We are paring down, throwing out, lightening the load, getting rid of “stuff.” We have talked about it for quite awhile, but the actual “paring” part has, until now, existed in theory only, with a few flirtatious jabs at “it,” whatever the “it” involved. But today we actually took a big step. Really big. We sold my car and are now a one-car household. Doing something this drastic is certainly not feasible for many people, what with two income families, differing schedules, children to ferry here and there, and all the etcetera’s that go with living in today’s fast paced multi-tasking society. But we don’t fit that scenario anymore. I am pursuing an online graduate degree, so most of my days are spent in the apartment, behind the computer, pondering many sundry, counseling issues. When I do go out, it is usually with Richard, and if “study” is involved we head to any place that has free wifi. (Online schooling is far more rigorous than I ever imagined.) Richard is also home these days. Our run to the supermarket, drugstore, wine store, urgent care center, pet store, dentist, and a slew of other places is all of a five minute walk to the strip-mall just up an incline and through the hedges. In fifteen minutes we can walk to the post office. A Metro-bus stops within sight of our apartment building. We take that to the Metro station where we hop the train to anywhere in the metro-DC area we want to go. So, it really does not make sense for us to be making two car payments every month when one car sits in the parking lot 95% of the time. Selling my car takes a huge financial burden off our shoulders.
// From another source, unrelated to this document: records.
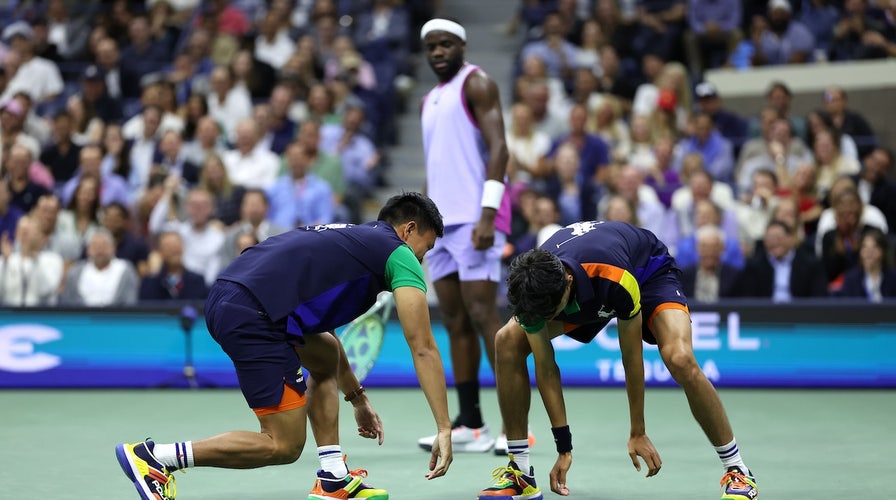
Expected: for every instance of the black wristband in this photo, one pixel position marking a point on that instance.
(562, 438)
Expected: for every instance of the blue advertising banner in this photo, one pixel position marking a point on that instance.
(148, 349)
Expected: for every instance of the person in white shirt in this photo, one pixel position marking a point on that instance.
(100, 280)
(29, 274)
(249, 165)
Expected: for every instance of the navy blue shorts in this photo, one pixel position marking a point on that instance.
(662, 291)
(261, 350)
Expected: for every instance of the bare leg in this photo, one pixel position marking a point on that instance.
(672, 328)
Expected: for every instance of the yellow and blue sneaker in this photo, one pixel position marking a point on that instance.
(736, 485)
(512, 484)
(329, 486)
(152, 479)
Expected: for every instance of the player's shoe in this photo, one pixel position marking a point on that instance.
(736, 485)
(501, 443)
(327, 486)
(512, 484)
(464, 439)
(152, 479)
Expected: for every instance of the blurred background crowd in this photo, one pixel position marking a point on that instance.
(145, 144)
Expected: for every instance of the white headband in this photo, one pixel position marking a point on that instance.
(443, 25)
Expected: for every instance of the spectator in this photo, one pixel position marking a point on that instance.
(731, 125)
(716, 150)
(202, 237)
(62, 155)
(779, 39)
(9, 214)
(254, 221)
(782, 271)
(172, 281)
(30, 275)
(100, 280)
(714, 33)
(80, 219)
(875, 186)
(24, 191)
(226, 196)
(128, 246)
(249, 165)
(709, 278)
(228, 104)
(847, 121)
(112, 187)
(873, 278)
(300, 197)
(38, 77)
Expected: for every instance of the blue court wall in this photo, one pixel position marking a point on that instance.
(741, 344)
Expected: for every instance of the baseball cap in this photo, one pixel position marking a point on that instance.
(18, 28)
(706, 89)
(93, 72)
(779, 4)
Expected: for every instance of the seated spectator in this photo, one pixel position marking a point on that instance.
(779, 39)
(254, 220)
(731, 125)
(716, 150)
(873, 278)
(100, 280)
(9, 214)
(781, 270)
(709, 278)
(570, 188)
(226, 196)
(875, 187)
(30, 275)
(847, 121)
(23, 190)
(80, 219)
(706, 213)
(714, 33)
(112, 187)
(250, 165)
(300, 197)
(172, 280)
(128, 246)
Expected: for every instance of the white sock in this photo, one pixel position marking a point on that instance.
(331, 460)
(175, 456)
(519, 450)
(729, 454)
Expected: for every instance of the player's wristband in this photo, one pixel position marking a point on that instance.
(354, 394)
(562, 438)
(492, 194)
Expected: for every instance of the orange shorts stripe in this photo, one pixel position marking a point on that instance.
(663, 307)
(291, 400)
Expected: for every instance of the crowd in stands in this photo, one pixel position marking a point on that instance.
(145, 144)
(611, 118)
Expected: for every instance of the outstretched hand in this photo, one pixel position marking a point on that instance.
(369, 424)
(558, 473)
(640, 446)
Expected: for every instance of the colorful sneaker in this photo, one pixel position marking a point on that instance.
(501, 443)
(152, 479)
(464, 439)
(327, 486)
(512, 484)
(738, 486)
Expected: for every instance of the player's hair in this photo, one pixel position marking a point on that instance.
(411, 206)
(535, 285)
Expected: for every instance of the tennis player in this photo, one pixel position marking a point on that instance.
(272, 311)
(574, 284)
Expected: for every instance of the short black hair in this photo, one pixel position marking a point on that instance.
(411, 206)
(535, 286)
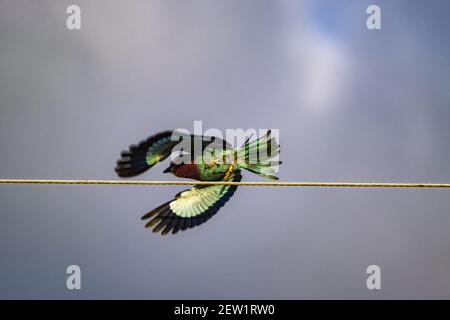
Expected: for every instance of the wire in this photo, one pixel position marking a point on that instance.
(229, 183)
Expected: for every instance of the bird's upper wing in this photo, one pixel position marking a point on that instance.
(191, 207)
(142, 156)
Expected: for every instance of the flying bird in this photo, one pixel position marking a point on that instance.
(202, 158)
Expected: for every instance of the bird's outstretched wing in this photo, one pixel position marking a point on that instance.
(190, 208)
(142, 156)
So, why am I so sad? Richard is also sad, even though it wasn’t his “baby” we sold. Richard knows how attached I was to that car. Ask my children, too. They will tell you stories of how protective and possessive I am of my vehicles, although I have gotten much better in recent years. Richard offered to help me make my monthly payments, but then I know what a burden that would be for him. He is already at his limit when it comes to bills. He is shouldering a huge financial burden while I am in school. I can’t ask him to do any more. I am sad because I have given up some of my freedom. I don’t take my cars lightly. I don’t trade them in every two or three years. When I purchase a car I expect to own it for a very long time. I will wear it out before I trade it in. I had one car, a Geo Metro (before Chevrolet bought it out) for eleven years, and the only reason I gave that one up is because I was pulled over and the officer told me to get it off the road or pay a heavy fine. After that I leased a car for two years, and hated it. Then I replaced that one with my Honda Fit. The Fit is a wonderful car. It is economical, ecologically friendly, small enough to put it wherever I please, comfortable. . . My kind of car! I referred to it as “my marshmallow fit” because of its color and its size. I bought it with the expectation that I would have it for twenty years at least! But today my marshmallow and I parted ways after only two and half years. Whoever purchases that car will have a great vehicle for a long time to come. Despite the fact that selling it was the best alternative for us at this time, it was a difficult thing to do.
It feels on one hand that I gave up my freedom today. On the other hand, it might be more accurate to say that I exchanged one freedom that happened to have some heavy financial responsibility attached to it, for another type of freedom that . . .well . . . is freeing. No more car payments or paying exorbitant prices at the gas pump, no more car insurance or costly tune-ups, no more constant checks for new nicks and scratches from other cars “kissing” my car, as Richard would say. It was a good thing to sell the car. Really, it was. I have no regrets. Besides, we still have Richard’s car, and that is more than enough for just the two of us. It’s a Honda, too.